As for my new room? Well … it was clean when I first came with my first load of things, then it became … um … personalised. It’s not that it’s intentionally untidy, I’m just still in the process of unpacking.
So what of my new area? I love it here. With Umeda a 15 minute walk away (compared to the 10 minute walk from Kamishinjyou dorm just to the station), I don’t feel as isolated here. Also the moment you step out of this dorm you’re right in a busy city atmosphere, and I love this kind of buzz. It’s exciting. I went into one shopping centre about 4 minutes walk away, and it was looooooong. Apparently it’s the longest in Japan, but I’ve not checked wikipedia yet to confirm that.
Unfortunately all of the above along with my usual load of work and attempts at preparing for the end of semester exams has left me with not much time to keep you guys in the loop.
The showing of the TV show that I was on went well. I wasn’t featured as much in it as a lot of people here thought and made it out to be, but you do see me screaming in the Room of Living Dolls. Scary as it is I do love that place. But yeah now that it’s been shown I could tell you what we did … but I’ll wait until it reaches YouTube first.
In creative news I’ve finally started to edit episode 2 of Gyamball, but because of the fact that next week’s pretty busy, it probably won’t be until New Year that it gets to be online.
Finally, remember my pointless 7 hour walk to blow off some steam? Well, I’m planning on going one better. One? Hmm … maybe 8 or 9 better actually. I’ve come to the realisation that I’m not going to be able to do the majority of my ‘When in Japan‘ list, so I might as well go all out and have a hell of a lot of fun doing just one thing.
On my list was a visit to the village of Shirakawa in Gufu prefecture. My reasoning was it was the village that Higurashi No Naku Koro Ni’s village (Hinamizawa) was based on. An odd reason as it may seem, but for me it’s worth walking the 190 miles to go there.
… *pauses for a moment so reader can get up off the floor* …
Yes, since I had no plans for Christmas and no familly to spend it with, I wanted to do something exciting. Why not get the train you say? Well, I’m planning to get the train on the way back, but I noticed on the walk from Okamoto to Juso that you can see so much more if you make the effort to travel manually.
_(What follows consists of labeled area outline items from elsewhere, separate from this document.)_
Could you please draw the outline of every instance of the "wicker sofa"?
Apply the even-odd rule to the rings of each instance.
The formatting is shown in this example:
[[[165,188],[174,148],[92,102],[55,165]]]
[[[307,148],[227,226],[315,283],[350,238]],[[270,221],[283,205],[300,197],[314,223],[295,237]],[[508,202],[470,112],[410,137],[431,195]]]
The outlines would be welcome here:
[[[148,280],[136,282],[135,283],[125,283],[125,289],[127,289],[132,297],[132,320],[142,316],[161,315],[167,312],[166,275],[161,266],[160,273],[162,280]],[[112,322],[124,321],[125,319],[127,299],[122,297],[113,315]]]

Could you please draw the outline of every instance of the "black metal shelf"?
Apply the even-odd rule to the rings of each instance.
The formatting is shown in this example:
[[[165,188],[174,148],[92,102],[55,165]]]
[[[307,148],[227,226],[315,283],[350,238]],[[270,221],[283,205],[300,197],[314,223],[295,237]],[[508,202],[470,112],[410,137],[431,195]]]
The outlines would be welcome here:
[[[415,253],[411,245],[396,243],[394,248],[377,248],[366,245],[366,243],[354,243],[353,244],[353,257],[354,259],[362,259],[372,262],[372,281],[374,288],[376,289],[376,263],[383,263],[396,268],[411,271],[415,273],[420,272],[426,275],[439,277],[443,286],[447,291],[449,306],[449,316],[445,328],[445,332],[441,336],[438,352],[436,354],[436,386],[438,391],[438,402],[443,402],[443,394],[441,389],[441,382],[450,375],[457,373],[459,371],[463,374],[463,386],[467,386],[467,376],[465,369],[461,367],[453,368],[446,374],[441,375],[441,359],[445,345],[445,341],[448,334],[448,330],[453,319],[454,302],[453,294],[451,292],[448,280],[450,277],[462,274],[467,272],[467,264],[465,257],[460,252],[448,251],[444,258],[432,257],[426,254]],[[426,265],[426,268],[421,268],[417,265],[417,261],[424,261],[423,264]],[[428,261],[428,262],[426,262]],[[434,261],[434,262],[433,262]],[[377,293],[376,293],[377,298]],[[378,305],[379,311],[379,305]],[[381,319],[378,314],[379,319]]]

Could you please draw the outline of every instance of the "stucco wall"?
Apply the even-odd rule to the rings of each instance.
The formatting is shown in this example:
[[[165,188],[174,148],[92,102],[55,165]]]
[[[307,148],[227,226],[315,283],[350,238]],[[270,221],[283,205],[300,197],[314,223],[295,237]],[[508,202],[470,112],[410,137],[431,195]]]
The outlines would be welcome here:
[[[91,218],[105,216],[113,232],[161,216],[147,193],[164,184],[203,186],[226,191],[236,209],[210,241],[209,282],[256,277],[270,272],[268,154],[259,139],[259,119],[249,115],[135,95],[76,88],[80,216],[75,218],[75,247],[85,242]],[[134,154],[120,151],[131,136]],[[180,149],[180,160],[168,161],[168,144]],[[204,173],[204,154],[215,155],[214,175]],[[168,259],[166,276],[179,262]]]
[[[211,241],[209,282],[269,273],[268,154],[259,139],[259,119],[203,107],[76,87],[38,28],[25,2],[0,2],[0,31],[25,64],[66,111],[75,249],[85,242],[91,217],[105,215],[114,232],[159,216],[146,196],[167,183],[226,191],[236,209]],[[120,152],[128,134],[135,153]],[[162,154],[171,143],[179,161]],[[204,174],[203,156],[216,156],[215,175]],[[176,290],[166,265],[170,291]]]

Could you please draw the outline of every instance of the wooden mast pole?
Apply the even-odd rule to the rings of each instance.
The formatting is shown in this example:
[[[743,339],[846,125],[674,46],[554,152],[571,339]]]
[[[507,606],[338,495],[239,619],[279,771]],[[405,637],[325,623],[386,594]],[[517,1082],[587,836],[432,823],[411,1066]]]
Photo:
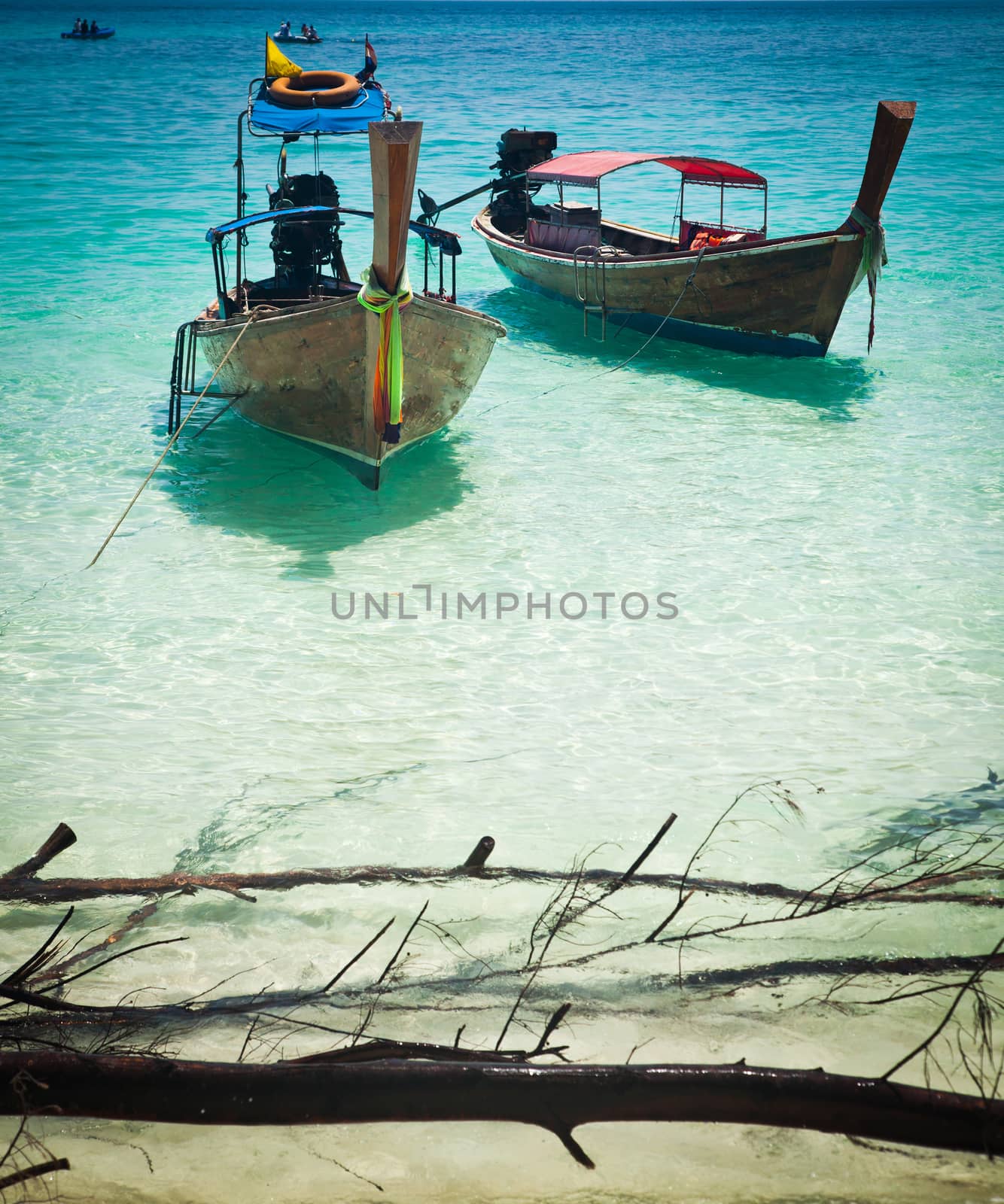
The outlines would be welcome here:
[[[868,147],[868,163],[857,194],[857,207],[873,222],[879,220],[882,201],[896,175],[916,111],[917,106],[913,100],[879,101],[872,144]]]
[[[370,167],[373,177],[373,283],[394,293],[408,253],[408,222],[415,187],[421,122],[372,122]],[[380,319],[366,313],[366,396],[362,400],[367,455],[376,461],[372,488],[379,488],[383,439],[373,418],[373,380],[380,342]]]

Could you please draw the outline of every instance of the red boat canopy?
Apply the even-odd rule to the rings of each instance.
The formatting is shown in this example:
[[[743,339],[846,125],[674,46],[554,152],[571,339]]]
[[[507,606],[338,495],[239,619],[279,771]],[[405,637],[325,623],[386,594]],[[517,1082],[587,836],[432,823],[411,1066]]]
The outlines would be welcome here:
[[[699,159],[696,155],[642,154],[632,150],[577,150],[531,167],[526,178],[533,183],[551,181],[559,184],[583,184],[596,188],[601,178],[636,163],[661,163],[683,173],[685,181],[697,184],[734,184],[766,188],[767,181],[755,171],[737,167],[721,159]]]

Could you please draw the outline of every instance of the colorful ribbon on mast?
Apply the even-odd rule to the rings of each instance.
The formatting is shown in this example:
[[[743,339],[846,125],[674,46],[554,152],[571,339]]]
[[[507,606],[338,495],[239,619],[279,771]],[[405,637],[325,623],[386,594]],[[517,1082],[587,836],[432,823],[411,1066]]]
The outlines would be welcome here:
[[[362,272],[358,300],[379,314],[380,344],[373,374],[373,425],[384,443],[401,442],[401,399],[404,386],[404,352],[401,346],[401,309],[412,300],[408,268],[401,272],[396,293],[377,283],[372,267]]]

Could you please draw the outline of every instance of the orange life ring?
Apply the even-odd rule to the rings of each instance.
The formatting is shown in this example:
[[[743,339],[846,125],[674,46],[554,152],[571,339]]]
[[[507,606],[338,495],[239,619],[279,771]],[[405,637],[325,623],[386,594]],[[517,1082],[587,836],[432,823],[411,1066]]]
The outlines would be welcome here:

Yes it’s going to take much (MUCH) longer than the train, which normally takes 4-5 hours, and I’m estimating it will take around 10 days for me to get there. On route I’m planning on sleeping at hostels, so don’t worry I won’t be sleeping in bus stops and what-not. Also if things do get too tough, then the train awaits.
I realise in the end it’s going to cost me more going this way than getting the train, due to hotel fees and such, but since I’ve come to terms with the fact that I probably won’t be going to Tokyo and other things from The List during my time here I think it’s well justified.
And on that note, I’m off for a drink … of good ol’ cheap water.